De todas las máximas que se dan en las multinacionales, hay una común y transversal a todas: el jardín del vecino siempre está más verde. Da igual que haya hechos irrefutables que constaten lo contrario, qué importa que el césped propio esté en mejor estado que el de Wimbledon o que se sepa que en la puerta de al lado hay calvas y topos. No importa, la familia Flanders es siempre mejor, come primero, segundo y postre, es más ingeniosa y está más unida. No hay jefe feo, decía un ex compañero. Tampoco hay vecino feo, le contestaría yo unos años más tarde.

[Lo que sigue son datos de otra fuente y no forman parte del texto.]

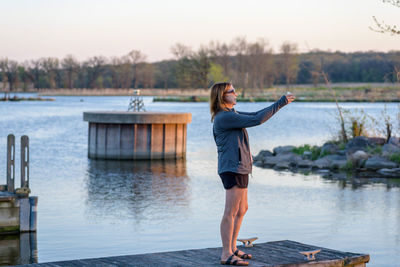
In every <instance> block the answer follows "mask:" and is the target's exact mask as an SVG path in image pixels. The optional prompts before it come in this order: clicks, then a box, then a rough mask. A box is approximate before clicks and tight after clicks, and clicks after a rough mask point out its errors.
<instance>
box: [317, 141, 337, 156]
mask: <svg viewBox="0 0 400 267" xmlns="http://www.w3.org/2000/svg"><path fill="white" fill-rule="evenodd" d="M336 151H338V146H337V145H335V144H333V143H325V144H324V145H323V146H322V147H321V153H320V155H321V156H322V155H329V154H335V153H336Z"/></svg>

En parte, entiendo que haya que sobrevalorar al vecino. O, al menos, no menospreciarlo, algo que también he visto en muchas ocasiones, produciéndose algo curioso: el menosprecio sí suele constatar un verdor mayor en el jardín ajeno. Pero entiendo sobredimensionarlo de vez en cuando. Lo comprendo como estrategia para picar a los equipos y que saquen lo mejor de sí mismos. Hay veces que ver herido el amor propio es un resorte para rendir como nunca. Un empujón puntual, por supuesto.
El problema se produce cuando la idolatría por el vecino se convierte una forma de vida, cuando se obvia lo evidente por la sencilla razón de no saber valorar lo que uno tiene en casa. Recientemente, me marcó una frase de Albert Vilar Rebollo, director creativo, al salir de su antigua compañía. Citaba una frase del final de The Office (probando un gusto exquisito): “Ojalá hubiera alguna manera de saber cuándo estamos viviendo uno de los mejores momentos de nuestras vidas antes de que formen a pasar parte del pasado”.
Se debe respetar al vecino, reconocerlo, darle sal cuando haga falta, pero no puede construirse una historia en la que siempre le va mejor. Eso es deshonesto con uno mismo, injusto, genera frustración y, ante todo, no trae nada bueno para el futuro. Porque empezarás a tratar de emplear el mismo abono que usa el otro una y otra vez hasta que te des cuenta de que, en realidad, tu jardín no estaba nada mal.
Feliz lunes y que tengáis una gran semana.